インストール・ハニー

「夏休み終わったら彼も帰るから。外国に住んでるし、いまちょっと休みで居るだけで」

「ええ、帰る? 一緒に住んでるの?」

 墓穴を掘るとはこういうことを言うんだな。あたしは、なんとか佐山さんの気持ちを削ごうと、夏休みだけという限定感と、外国に住んでるから物理的に離れてますよ感をぶつけたのに、うまく行かなかった。外国ってどこ? イギリス? イギリスっぽいし。

「う、うん」

 ああ、認めてしまった。一緒に住んでることを。

「そうなんだぁ~彼、名前なんていうの? 夏休み終わる前に山都さんの家に遊びに行こうかな」

 うわぁ! なんで!

「やめなよ佐山さん。あの人、青葉の彼氏なんだよ」

「えっ」

 あたしの顎が前に出た。言ったのは一海だ。佐山さんも変な顔して見てる。

「そ、そうなの……」

「そうなの! もうラブラブなんだから。

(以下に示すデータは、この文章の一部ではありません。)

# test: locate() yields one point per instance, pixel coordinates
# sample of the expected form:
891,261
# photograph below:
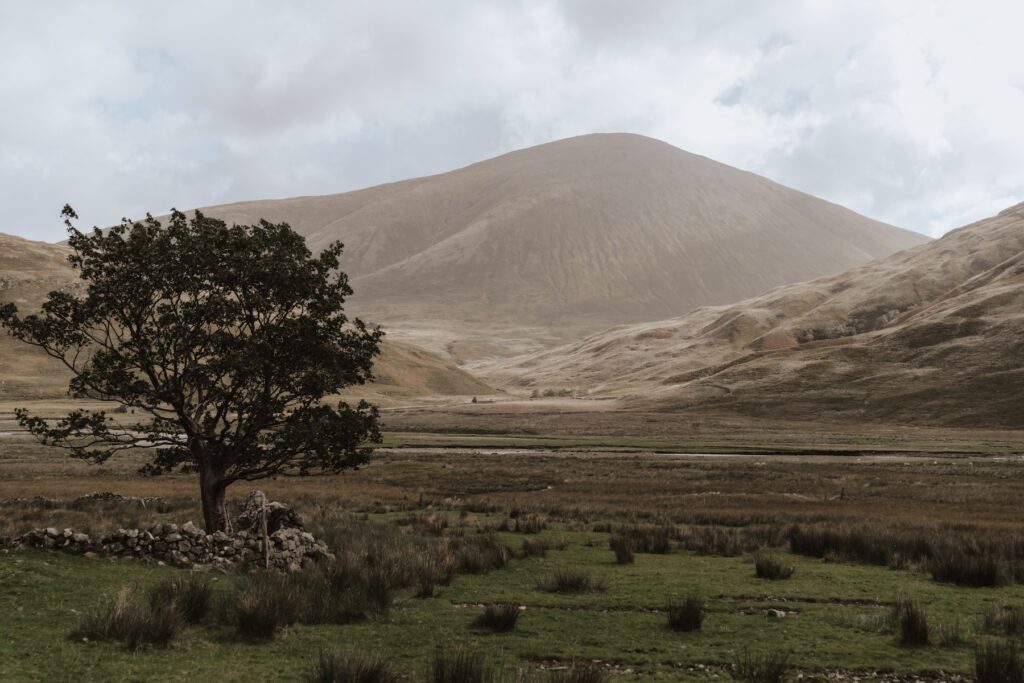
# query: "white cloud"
907,112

ねー」

「……ちょっと一海」


「はーい! 着席ー!」

 ドヤ顔の一海の腕を掴んだ時、先生が教室に入ってきた。会話は強制終了。なんとも言えない表情の佐山さん(&愉快な仲間達)はプイッと自分の席に戻って行ってしまった。
 一海がエヘヘ、っていう顔をして自分の席に戻ったから、あたしも着席する。

 もー! なんだよ彼氏とか言うなよ。他に聞いてる人居たら困るだろー!

 焦ってしまった。彼氏でも恋人でもないわけで。ああ……でもキスしちゃってるしな……どうなんだろう……頭痛い。

 あーもう、一海に楓のバイトのことを言うタイミング無くなったじゃないか! 今日は終業式で午前中だけだから、帰りでも良いか……。